Analyzing the attack surface of open source projects
How data analysis of open source contributors can identify supply chain risk
From companies to everyday folks, it seems everyone around the world is impacted by supply chain fragility. Ransomware attacks demonstrate to the masses that conventional industrial supply chains can indeed be threatened by computer network attacks1. When it comes to software supply chains, conventional thinking is that "anything that affects your software,"2 and that "software supply chain risks are inherited from your dependencies"3. Combine this with assumptions that an adversary in cyberspace will seek to attack in the easiest, sometimes inter-discplinary, methods available to them. We are then faced with the challenge of securing the software supply chain against an adversary that may use social engineering, account compromise, long-term reconaissance and infiltration to achieve their goals.

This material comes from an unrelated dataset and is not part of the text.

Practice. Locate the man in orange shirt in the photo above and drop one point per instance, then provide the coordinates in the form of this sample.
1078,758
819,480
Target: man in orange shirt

This post examines how the attack surface of an open source project might be analyzed so as to defend against an adversary. Current research4 indicates that open source projects are an effective target for adversaries, who may poison upstream repositories through long-term infiltration and meddling long-term infiltration of dependecy software. This post also demonstrates the of the capabilities of Backchannel's intelligence data platform Parity, and how it can be used for analyzing social cybersecurity5 problems.
Setting up the data
We will be analyzing one of the most popular repositories on GitHub, the machine learning library tensorflow
. With 116,262 commits, 3,051 contributors, and a dependency for 150,183 projects, tensorflow
is an excellent dataset to analyze some of the social aspects of supply chain security that we will want to look at.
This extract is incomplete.